Mg (magnesium): like calcium, has its source in limestone, so naturally soils found in areas with lots of limestone will tend to have higher Mg concentrations. Mg is essential for plant photosynthesis. If concentrations are low, add limestone (treat with the dolomitic lime fertilizer), which contains lots of magnesia, but if your soil doesn’t need lime, they recommend adding Mg sulfate, Mg oxide or Mg and K sulfate. If concentrations are high/very high coupled with low Ca levels, they recommend treating it with gypsum or high calcite lime, with prevents Ca deficiency because of over-balance of Mg.
Based on our results for Mg and Ca, it appears that we don’t have to do much to the soil as it is already at the levels expected for the area and type of soil we have.
Our K levels were very high, so we also didn’t need to do anything to change K levels. N and P were a different matter, however. The test kit booklet recommended that when growing grapes, the NPK requirements were that they were all (at least/around) medium levels. Since we only found trace amounts of N and P, it’s clear that we need to bring up concentrations by adding fertilizers. Using their convenient chart in the back of their book (which gave their fertlilizer recommendations based on our test results), I found that according to their recommendation of adding 5lbsN/2000ft2 we would need around 145lbs of N, that’s 3.81 100lb bags of nitrogen fertilizer at 38%N (or 38lbsN/ 100lb bag) [given that the vineyard is 1.33 acres or 57,934 ft2]. They recommended we add 6lbsP/2000 ft2 that’s around 174lbsP, which is 3.86 100lb bags of phosphorous fertilizer at 45%P (or 45lbsP/100lb bag). However, Cliff thought that we probably would only need to add 4lbs of each per 2000 ft2 (he interpreted their recommendation chart slightly differently), which would amount to only 3 100lb bags of N fertilizer and 2.5 100lb bags of P fertilizer. And since they are sold in 50lb bags, that would be 6 bags N fertilizer and 5 bags P fertlilizer. However, Cliff said that he knows that the grape vines are already growing quite well without the fertilizer and that excessive nitrogen can cause excessive plant growth (which we don’t need), so he recommends not adding quite so much N and will add probably buy the 5 bags of P fertilizer and only 3 bags of N fertilizer.
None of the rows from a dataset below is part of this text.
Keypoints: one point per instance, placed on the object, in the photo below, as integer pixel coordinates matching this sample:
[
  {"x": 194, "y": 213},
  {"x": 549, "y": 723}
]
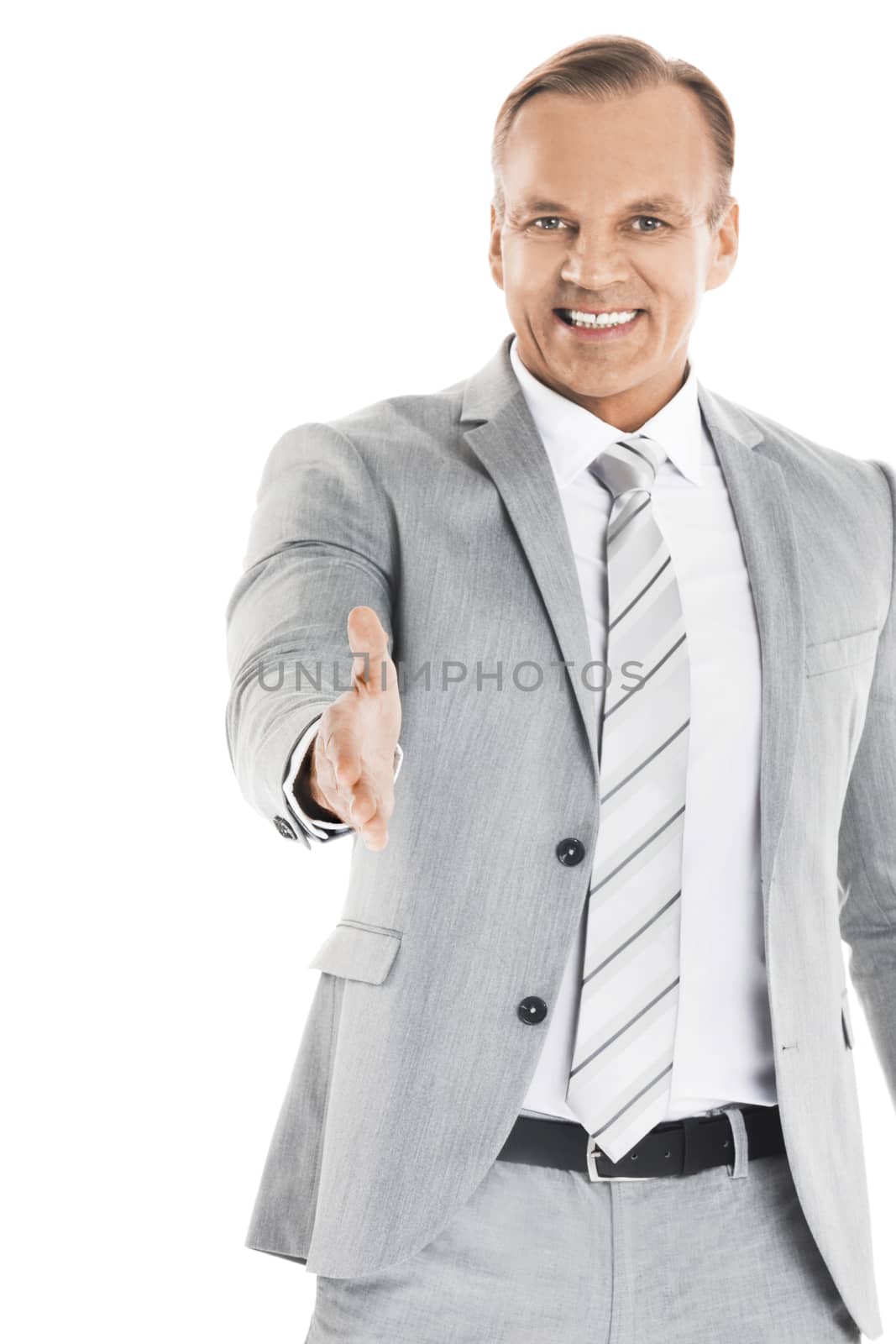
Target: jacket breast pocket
[
  {"x": 846, "y": 1019},
  {"x": 356, "y": 951},
  {"x": 842, "y": 652}
]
Wow! Who knew this would be so much work to figure out how much fertilizer you need! I guess I always just assumed the more the merrier. But now I know that it’s essential to get the right balance for plant growth as well as economics. Fertilizers can be expensive!
After figuring this all out, I also started looking at mapping the vineyard onto the computer. Cliff had set up a database in Access which will record vine locations spacially based on mapping the rows and using trigonometry to find out the UTM (universal transverse mercador) corrdinates of each vine given: the UTM coordinates of the end points of all 23 rows; the angles of the rows of vines to an imaginary xy grid; and the length between vines along the rows (which we will measure out in the vineyard sometime next week, hopefully when it’s warmer). While Cliff had already programmed the formula into the database so that we could plot the location points of each vine once we found the distance along the row each vine was, he wanted to explain to me how he had derived it. Who knew I would actually use my 9th grade trigonometry knowledge of sin, cos, tang, and hypotenuse stuff! I just wish I’d remembered it a bit better... We also took a look at the database entry form itself on Access, which helps him to organize the names, breeds, particular hybrids, parents, and other qualitative and quantitative descriptions of his grapes. By the time we’re done, we will also have UTM coordinates for each vine in the database! That way we can bring the data into a GIS system where we will be able to create various maps of the vineyard and highlight certain data entries for each vine (represented by a point) to make interesting conclusions on data in a visual way or quickly pinpoint where a particular plant might be.